Die Treppe vor der Wache war immer noch voller Reporter und Kamerateams, aber alle hatten ihre Blicke von der Tür abgewandt. Sie hatten ihre Augen jetzt stadtauswärts gerichtet, dorthin, wo gerade eine zweite donnernde Explosion ertönt war und Nachbeben über den Horizont spuckte.
„Was ist das?“, brüllte Sam.
Dean deutete über die niedrigen Gebäude im Stadtzentrum von Mission’s Ridge hinaus. Die Sonne stand jetzt hoch hinter ihnen am Himmel.
„Es kommt vom Schlachtfeld.“
Dean hastete über den Bürgersteig, rannte auf die andere Straßenseite und den Block entlang bis zu der Stelle, an der er den Impala abgestellt war. Dann sprang er hinters Steuer und vergaß fast, sich umzusehen, ob Sam ihm gefolgt war. Aber Sam war ihm auf den Fersen geblieben und schon im Begriff, auf der Beifahrerseite einzusteigen. Dean drehte den Schlüssel um, und der Motor des Impala erwachte röhrend und mit einem beruhigenden Pochen zum Leben. Es war beinahe, als ob der Impala Dean fragen wollte, wo er so lange gewesen sei. Als der Wagen anfuhr und auf die Vororte zuschoss, hinterließen die Reifen Schlangenlinien aus schmorendem Gummi auf dem Asphalt.
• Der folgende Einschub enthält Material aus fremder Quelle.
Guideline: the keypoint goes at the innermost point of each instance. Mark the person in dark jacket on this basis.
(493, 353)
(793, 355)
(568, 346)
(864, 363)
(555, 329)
Dean konnte bereits die Blaulichter im Rückspiegel blitzen sehen.
„Sieht so aus, als hätten die Dukes mal wieder ’ne ganze Menge Ärger am Hals“, murmelte Dean in seinem breitesten Merle-Haggard-Ton.
Sam sah in den Seitenspiegel. „Kannst du nicht schneller fahren?“
Dean grinste.
„Nein. Aber ich kann das hier!“ Er riss das Steuer hart nach rechts und das Hinterteil des Impala brach im rechten Winkel aus. Sie standen geradewegs vor einer Autowaschanlage namens Dixie Boy Buggie Wash. Einer der Angestellten – ein dürrer Kerl, der in einem Liegestuhl saß – sprang auf, um Dean den Weg in die Waschanlage frei zu machen. Wasser und nasse Schwämme prallten spritzend von der Windschutzscheibe ab und umhüllten das Auto. Dean verrenkte sich fast den Hals, als er den Streifenwagen des Sheriffs zu erkennen versuchte, der die Main Street entlang in Richtung der Explosion davonjagte.